Numéro 7 - Juillet 2022

Bulletin des arrêts des chambres civiles

Bulletin des arrêts des chambres civiles

Numéro 7 - Juillet 2022

ASSURANCE DE PERSONNES

2e Civ., 7 juillet 2022, n° 16-17.147, (B), FRH

Cassation

Assurance-vie – Contrat non dénoué – Insertion d'une faculté de rachat dans un règlement postérieur à la souscription – Effet

Constitue une modification unilatérale du contrat d'assurance-vie le fait, pour l'assureur, de prévoir à son profit, dans un règlement général établi postérieurement à la souscription, une faculté de rachat total en cas de dépassement de la valeur de rachat du contrat par le montant total des avances consenties.

Dès lors, viole l'article 1134 du code civil, dans sa rédaction antérieure à celle issue de l'ordonnance du 10 février 2016, applicable à la cause, la cour d'appel qui, pour condamner l'assuré à rembourser l'assureur après l'exercice par celui-ci d'une telle faculté, retient que depuis la date à laquelle l'assuré en a été destinataire, ce règlement fait la loi des parties.

Assurance-vie – Contrat non dénoué – Modification unilatérale du contrat – Portée

Faits et procédure

1. Selon l'arrêt attaqué (Versailles, 14 janvier 2016), le 17 avril 1996, par l'intermédiaire d'un courtier, M. [K] a souscrit auprès de la société Fédération continentale un contrat d'assurance-vie.
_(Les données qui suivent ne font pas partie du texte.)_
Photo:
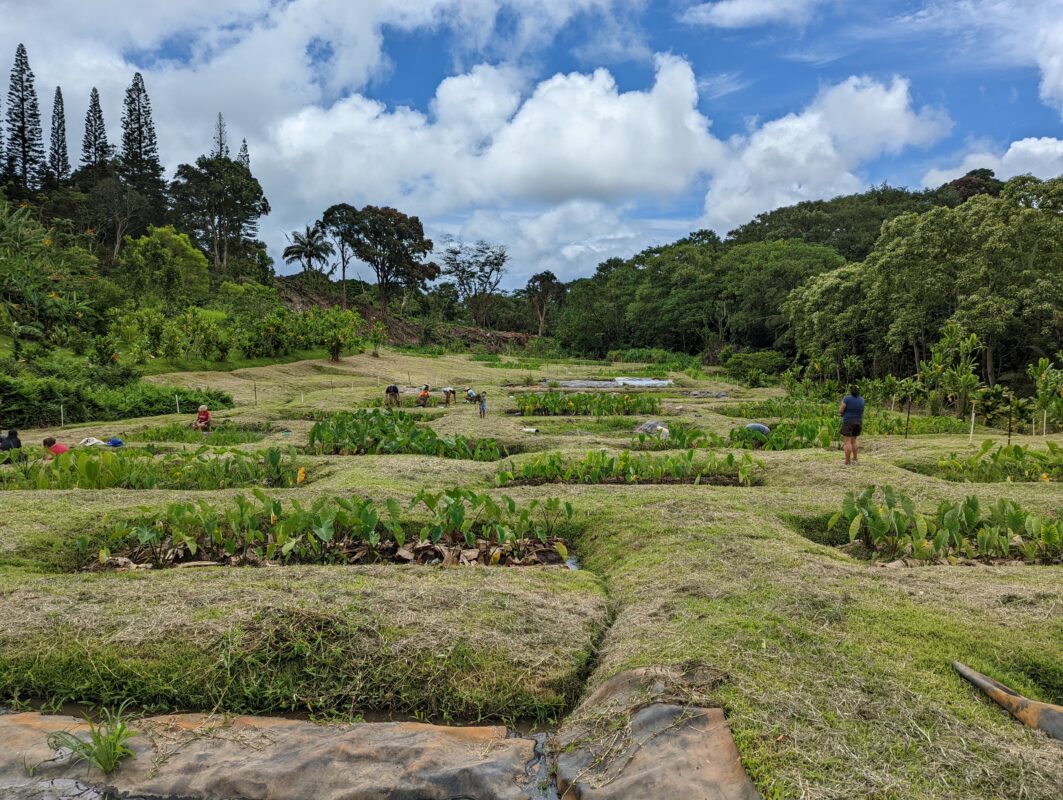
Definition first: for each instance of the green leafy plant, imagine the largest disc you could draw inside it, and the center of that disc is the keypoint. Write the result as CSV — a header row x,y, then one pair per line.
x,y
203,469
893,527
558,404
333,530
105,747
626,466
993,463
387,431
224,433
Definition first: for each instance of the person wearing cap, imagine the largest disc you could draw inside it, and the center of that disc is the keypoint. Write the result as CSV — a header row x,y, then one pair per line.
x,y
391,395
11,442
202,420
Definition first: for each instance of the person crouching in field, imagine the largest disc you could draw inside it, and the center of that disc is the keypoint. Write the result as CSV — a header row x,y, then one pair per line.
x,y
851,411
391,396
202,420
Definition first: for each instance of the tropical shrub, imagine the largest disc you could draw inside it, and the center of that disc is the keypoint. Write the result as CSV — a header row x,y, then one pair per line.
x,y
894,528
224,433
626,466
558,404
140,469
994,463
386,431
453,527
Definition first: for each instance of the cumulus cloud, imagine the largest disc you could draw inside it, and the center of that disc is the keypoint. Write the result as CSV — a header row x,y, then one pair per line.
x,y
1041,157
816,153
751,13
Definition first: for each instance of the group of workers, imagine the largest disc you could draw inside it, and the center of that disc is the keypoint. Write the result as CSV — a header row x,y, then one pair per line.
x,y
11,441
450,396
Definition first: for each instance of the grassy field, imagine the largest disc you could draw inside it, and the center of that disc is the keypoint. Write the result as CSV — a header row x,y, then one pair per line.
x,y
834,673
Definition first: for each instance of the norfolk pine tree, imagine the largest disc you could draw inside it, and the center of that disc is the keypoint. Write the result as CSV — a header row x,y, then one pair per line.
x,y
26,150
58,158
95,149
139,165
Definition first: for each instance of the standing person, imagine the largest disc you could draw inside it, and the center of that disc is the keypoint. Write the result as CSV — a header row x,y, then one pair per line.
x,y
851,411
56,448
202,420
Jusqu'en 2007, il a sollicité et obtenu plusieurs avances.

2. Par lettre du 8 mars 2011, l'assureur a informé M. [K] qu'à défaut de réponse à sa demande de remboursement des sommes dues au titre des avances et intérêts courus sur celles-ci, il avait procédé au rachat total de son contrat.
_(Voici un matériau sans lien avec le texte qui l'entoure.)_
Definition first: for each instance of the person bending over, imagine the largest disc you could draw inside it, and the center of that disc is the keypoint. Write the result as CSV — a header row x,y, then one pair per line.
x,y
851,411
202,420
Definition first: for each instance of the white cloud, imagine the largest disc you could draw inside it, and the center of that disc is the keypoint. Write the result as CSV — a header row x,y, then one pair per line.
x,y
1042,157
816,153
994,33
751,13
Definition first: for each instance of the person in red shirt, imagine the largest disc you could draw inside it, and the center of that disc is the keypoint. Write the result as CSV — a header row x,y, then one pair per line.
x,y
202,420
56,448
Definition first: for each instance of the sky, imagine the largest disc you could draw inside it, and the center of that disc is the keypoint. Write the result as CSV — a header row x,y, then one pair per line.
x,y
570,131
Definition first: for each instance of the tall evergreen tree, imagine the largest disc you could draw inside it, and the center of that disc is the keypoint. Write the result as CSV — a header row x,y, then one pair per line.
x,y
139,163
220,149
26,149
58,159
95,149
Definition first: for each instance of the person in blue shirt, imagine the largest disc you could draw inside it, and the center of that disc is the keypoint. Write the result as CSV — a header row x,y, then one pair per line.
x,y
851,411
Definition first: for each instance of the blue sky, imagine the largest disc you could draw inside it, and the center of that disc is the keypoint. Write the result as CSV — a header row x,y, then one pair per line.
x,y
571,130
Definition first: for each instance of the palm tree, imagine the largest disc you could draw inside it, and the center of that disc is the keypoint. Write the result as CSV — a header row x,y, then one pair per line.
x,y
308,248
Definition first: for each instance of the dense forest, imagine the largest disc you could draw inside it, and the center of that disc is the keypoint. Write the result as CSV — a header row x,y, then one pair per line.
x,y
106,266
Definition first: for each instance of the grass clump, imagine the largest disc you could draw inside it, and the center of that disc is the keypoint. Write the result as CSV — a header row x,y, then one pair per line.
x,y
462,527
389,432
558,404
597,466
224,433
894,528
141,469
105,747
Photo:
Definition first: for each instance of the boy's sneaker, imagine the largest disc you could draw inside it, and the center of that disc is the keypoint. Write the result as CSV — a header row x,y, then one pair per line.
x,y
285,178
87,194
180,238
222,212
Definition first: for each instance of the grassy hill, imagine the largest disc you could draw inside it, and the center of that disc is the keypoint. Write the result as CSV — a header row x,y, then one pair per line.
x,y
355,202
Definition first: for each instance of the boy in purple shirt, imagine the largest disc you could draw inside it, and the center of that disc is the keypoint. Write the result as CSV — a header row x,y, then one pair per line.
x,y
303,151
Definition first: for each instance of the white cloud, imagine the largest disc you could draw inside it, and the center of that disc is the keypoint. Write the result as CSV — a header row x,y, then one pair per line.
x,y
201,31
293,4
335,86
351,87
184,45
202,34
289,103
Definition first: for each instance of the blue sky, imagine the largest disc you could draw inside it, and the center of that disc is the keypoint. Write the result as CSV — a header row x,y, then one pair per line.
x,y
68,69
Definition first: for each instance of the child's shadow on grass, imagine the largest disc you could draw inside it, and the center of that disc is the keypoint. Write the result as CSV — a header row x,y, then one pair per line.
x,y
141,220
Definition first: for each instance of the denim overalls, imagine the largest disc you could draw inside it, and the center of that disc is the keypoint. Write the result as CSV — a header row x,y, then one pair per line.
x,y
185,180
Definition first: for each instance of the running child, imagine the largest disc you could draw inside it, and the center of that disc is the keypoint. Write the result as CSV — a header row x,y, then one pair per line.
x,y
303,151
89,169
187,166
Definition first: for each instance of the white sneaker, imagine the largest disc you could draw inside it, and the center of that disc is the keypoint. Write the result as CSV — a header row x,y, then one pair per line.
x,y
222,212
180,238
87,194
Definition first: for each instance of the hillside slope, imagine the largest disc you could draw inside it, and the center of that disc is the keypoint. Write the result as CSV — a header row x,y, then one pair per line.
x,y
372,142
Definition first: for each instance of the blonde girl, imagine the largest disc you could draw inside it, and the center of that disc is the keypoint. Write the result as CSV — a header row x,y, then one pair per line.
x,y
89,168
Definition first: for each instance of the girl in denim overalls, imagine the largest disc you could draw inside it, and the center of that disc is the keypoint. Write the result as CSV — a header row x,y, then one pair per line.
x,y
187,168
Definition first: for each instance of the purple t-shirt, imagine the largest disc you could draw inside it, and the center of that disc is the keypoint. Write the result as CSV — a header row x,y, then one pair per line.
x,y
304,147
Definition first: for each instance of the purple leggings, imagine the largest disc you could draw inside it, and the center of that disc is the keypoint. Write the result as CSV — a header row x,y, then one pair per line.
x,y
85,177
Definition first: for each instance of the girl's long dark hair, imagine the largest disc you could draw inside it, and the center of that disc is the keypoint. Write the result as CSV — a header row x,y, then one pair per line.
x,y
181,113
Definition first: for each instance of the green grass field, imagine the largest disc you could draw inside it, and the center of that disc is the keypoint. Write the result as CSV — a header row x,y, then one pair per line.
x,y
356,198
3. N'ayant pas obtenu le paiement de la somme de 125 380,58 euros qu'il réclamait à M. [K], l'assureur a assigné celui-ci en paiement.

Examen des moyens

Sur le premier moyen, pris en sa cinquième branche

Enoncé du moyen

4. M. [K] fait grief à l'arrêt de le condamner à payer à l'assureur la somme de 125 380,58 euros au titre d'un trop-perçu d'avances sur son contrat d'assurance-vie et de rejeter ainsi ses demandes visant à voir constater que la résiliation du contrat par l'assureur était nulle et de nul effet, ou subsidiairement que la résiliation était abusive, ainsi que ses demandes de dommages-intérêts, alors « que les conventions légalement formées font la loi des parties ; que toute modification des stipulations contractuelles nécessite un nouvel accord de volonté ; qu'à ce titre, et en l'absence de clause contraire, l'assureur ne dispose pas du pouvoir de modifier unilatéralement les conditions des contrats souscrits par ses assurés ; qu'en conférant en l'espèce un tel effet à la lettre du 18 mai 2006 par laquelle l'assureur avait communiqué ses nouvelles conditions générales à M. [K], les juges du fond ont encore violé l'article 1134 du code civil. »

Réponse de la Cour

Vu l'article 1134 du code civil, dans sa rédaction antérieure à celle issue de l'ordonnance du 10 février 2016, applicable à la cause :

5. Aux termes de ce texte, les conventions légalement formées tiennent lieu de loi à ceux qui les ont faites.

6. Pour condamner M. [K] à payer à l'assureur la somme de 125 380,58 euros, l'arrêt énonce que le régime de l'avance est défini par un règlement général dont M. [K] affirme avoir été destinataire par lettre du 18 mai 2006, dont les dispositions sont applicables aux avances consenties au cours de l'année 2006 et qui stipule que si le montant de l'avance à rembourser devient égal ou supérieur à 100 % de la valeur de rachat du contrat, celui-ci sera racheté en faveur de l'assureur afin de rembourser le montant de l'avance.

L'arrêt ajoute que faute de documents antérieurs, ce règlement fait la loi des parties depuis le 18 mai 2006 et était donc applicable lorsque l'assureur a procédé au rachat critiqué.

7. En statuant ainsi, par des motifs dont il résulte que l'assureur avait modifié unilatéralement le contrat d'assurance-vie en prévoyant à son profit une faculté de rachat total en cas de dépassement de la valeur de rachat du contrat par le montant total des avances consenties, la cour d'appel a violé le texte susvisé.

Portée et conséquences de la cassation

8. En application de l'article 624 du code de procédure civile, la cassation des dispositions de l'arrêt condamnant M. [K] à payer à l'assureur la somme de 125 380,58 euros avec intérêts au taux légal à compter du 13 septembre 2011 entraîne la cassation du chef de dispositif rejetant la demande de dommages-intérêts formée par M. [K] contre l'assureur du fait de la violation de son obligation d'information et de conseil, qui s'y rattache par un lien de dépendance nécessaire.

PAR CES MOTIFS, et sans qu'il y ait lieu de statuer sur les autres griefs du pourvoi, la Cour :

CASSE ET ANNULE, en toutes ses dispositions, l'arrêt rendu le 14 janvier 2016, entre les parties, par la cour d'appel de Versailles ;

Remet l'affaire et les parties dans l'état où elles se trouvaient avant cet arrêt et les renvoie devant la cour d'appel de Versailles, autrement composée.

Arrêt rendu en formation restreinte hors RNSM.

- Président : M. Pireyre - Rapporteur : Mme Guého - Avocat général : M. Grignon Dumoulin - Avocat(s) : SCP Foussard et Froger ; SCP Rocheteau, Uzan-Sarano et Goulet -

Textes visés :

Article 1134 du code civil, dans sa rédaction antérieure à celle issue de l'ordonnance du 10 février 2016.